I'm not going to criticise this terminally paranoid alternative history for being bananas, because it's not like I didn't know exactly what I was getting into. But it was less entertaining than I'd hoped. I was disappointed that it took a dry, anecdotal route rather than getting up in my face with passionate revolutionary rhetoric. We know they're not telling us everything, big deal.


Mary Doria Russell, Doc

2011 / E-book / 394 pages / USA

*****

I'm not the biggest fan of Westerns – presumably because I'm British rather than American, I find gas-lit, smoke-choked London and Edinburgh cobbles a more comforting alternative for the period. But like those weirdos who claim to enjoy the best of every music genre, I do enjoy making the trip every now and again.

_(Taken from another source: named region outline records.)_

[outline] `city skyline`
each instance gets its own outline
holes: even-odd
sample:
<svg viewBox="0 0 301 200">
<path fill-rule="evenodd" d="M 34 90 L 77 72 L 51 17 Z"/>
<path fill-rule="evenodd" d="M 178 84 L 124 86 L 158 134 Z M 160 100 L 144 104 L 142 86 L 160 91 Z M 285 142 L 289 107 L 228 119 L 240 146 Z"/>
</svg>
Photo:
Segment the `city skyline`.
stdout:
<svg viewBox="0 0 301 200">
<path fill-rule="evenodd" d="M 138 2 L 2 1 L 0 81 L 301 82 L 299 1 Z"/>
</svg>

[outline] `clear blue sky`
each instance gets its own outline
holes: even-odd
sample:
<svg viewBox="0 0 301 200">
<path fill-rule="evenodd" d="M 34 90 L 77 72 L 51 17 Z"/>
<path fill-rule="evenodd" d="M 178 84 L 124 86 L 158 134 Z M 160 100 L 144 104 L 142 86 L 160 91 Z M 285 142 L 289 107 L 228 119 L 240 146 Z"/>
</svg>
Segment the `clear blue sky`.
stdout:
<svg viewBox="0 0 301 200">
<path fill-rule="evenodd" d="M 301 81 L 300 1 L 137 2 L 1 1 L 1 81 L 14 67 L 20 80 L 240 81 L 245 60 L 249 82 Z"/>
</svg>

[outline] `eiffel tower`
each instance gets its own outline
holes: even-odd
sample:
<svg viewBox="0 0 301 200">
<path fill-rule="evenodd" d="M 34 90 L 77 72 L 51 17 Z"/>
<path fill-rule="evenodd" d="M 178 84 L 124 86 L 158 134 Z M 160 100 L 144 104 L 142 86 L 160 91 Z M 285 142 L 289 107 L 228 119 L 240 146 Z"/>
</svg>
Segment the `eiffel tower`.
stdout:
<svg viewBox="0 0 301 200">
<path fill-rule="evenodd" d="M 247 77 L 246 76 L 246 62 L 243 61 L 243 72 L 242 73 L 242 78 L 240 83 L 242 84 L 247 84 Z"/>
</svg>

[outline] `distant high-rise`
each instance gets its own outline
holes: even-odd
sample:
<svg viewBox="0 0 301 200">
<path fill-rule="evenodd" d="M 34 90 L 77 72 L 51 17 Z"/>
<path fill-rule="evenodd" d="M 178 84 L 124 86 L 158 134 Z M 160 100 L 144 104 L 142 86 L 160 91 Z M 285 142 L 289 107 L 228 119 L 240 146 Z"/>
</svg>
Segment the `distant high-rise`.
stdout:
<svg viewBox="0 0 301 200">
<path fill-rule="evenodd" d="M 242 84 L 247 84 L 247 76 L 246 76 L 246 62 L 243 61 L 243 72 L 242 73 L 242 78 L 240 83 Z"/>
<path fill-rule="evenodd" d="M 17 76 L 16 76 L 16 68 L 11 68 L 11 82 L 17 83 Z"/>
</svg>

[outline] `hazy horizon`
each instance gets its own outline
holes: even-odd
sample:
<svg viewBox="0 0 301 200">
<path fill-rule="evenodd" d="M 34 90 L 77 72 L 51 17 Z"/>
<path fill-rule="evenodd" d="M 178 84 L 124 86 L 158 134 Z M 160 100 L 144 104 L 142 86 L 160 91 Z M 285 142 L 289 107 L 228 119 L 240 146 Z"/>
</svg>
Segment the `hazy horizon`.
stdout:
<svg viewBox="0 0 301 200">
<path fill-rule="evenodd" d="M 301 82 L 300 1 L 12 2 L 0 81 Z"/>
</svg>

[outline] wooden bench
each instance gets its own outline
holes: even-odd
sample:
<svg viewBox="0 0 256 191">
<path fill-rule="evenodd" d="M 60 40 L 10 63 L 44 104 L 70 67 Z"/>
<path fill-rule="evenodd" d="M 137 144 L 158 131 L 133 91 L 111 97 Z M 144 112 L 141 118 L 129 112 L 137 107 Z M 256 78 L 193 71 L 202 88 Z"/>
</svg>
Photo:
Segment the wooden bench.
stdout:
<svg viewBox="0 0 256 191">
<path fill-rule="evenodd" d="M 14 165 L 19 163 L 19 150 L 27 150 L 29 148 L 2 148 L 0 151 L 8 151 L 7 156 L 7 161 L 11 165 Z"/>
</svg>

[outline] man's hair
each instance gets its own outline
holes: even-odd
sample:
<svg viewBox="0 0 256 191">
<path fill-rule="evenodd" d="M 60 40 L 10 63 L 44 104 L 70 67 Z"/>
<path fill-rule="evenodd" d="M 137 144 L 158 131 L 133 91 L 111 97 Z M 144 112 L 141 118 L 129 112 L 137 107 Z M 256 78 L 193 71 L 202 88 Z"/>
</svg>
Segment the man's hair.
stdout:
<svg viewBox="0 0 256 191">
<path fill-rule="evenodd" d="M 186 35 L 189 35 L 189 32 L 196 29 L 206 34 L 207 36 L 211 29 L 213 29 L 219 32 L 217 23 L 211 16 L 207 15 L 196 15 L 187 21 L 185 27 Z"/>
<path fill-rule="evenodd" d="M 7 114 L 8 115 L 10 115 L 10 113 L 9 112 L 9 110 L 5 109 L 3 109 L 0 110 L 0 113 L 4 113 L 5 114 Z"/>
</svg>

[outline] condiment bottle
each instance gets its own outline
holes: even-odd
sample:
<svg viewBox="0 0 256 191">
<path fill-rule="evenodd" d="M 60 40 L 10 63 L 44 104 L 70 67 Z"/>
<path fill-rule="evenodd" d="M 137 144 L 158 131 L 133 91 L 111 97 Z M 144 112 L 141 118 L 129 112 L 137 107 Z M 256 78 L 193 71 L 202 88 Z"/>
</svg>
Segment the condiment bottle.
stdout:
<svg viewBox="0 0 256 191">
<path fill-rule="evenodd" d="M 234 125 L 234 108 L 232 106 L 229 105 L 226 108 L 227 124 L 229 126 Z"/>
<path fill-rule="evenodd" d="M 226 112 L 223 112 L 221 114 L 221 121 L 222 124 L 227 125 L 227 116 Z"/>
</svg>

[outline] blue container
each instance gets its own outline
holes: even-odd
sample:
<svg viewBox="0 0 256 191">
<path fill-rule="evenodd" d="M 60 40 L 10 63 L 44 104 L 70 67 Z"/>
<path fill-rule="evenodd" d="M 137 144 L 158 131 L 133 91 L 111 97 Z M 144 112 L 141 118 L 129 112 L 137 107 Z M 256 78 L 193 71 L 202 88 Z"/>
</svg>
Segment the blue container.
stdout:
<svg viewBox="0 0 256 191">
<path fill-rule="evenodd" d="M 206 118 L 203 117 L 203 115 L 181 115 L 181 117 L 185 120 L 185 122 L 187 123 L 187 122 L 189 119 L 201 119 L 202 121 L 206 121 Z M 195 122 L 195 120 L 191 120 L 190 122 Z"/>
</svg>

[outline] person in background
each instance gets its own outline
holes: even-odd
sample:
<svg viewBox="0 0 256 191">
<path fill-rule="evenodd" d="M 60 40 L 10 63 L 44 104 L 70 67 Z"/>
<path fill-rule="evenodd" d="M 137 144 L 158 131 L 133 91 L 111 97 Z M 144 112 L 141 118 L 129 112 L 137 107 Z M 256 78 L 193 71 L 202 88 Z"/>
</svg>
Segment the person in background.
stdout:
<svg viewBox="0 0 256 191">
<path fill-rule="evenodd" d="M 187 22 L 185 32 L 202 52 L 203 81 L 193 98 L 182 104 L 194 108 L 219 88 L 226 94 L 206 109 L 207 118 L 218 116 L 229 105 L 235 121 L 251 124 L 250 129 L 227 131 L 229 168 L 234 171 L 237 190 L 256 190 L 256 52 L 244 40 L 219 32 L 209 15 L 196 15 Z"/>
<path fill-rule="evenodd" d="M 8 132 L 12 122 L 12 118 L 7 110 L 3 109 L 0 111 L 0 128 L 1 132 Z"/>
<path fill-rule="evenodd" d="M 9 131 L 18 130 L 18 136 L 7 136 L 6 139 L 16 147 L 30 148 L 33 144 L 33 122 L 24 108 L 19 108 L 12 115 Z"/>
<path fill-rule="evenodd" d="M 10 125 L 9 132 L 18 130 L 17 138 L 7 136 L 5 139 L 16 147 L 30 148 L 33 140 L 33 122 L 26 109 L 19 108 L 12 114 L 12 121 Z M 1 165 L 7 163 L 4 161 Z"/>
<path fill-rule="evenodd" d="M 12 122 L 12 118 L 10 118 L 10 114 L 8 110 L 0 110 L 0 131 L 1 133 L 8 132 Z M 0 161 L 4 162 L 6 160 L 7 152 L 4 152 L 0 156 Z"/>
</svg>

By stripping away the sensationalism surrounding a tertiary historical figure (if not the romance), this was the most authentic frontier immersion since Deadwood. It helped that I scored most of it with Western soundtracks too.


Stephen King, Doctor Sleep

2013 / Audiobook / 531 pages / USA

***

The only Stephen King I'd previously read was The Shining, half a life ago, so this belated sequel seemed like a fitting follow-up, even if I did impulsively pre-judge that it would be embarrassing washed-up schlock, since that tends to be the case with belated sequels generally. As it turns out, it was solid but forgettable. I might have preferred the schlock, to be honest. At least it would have been shorter.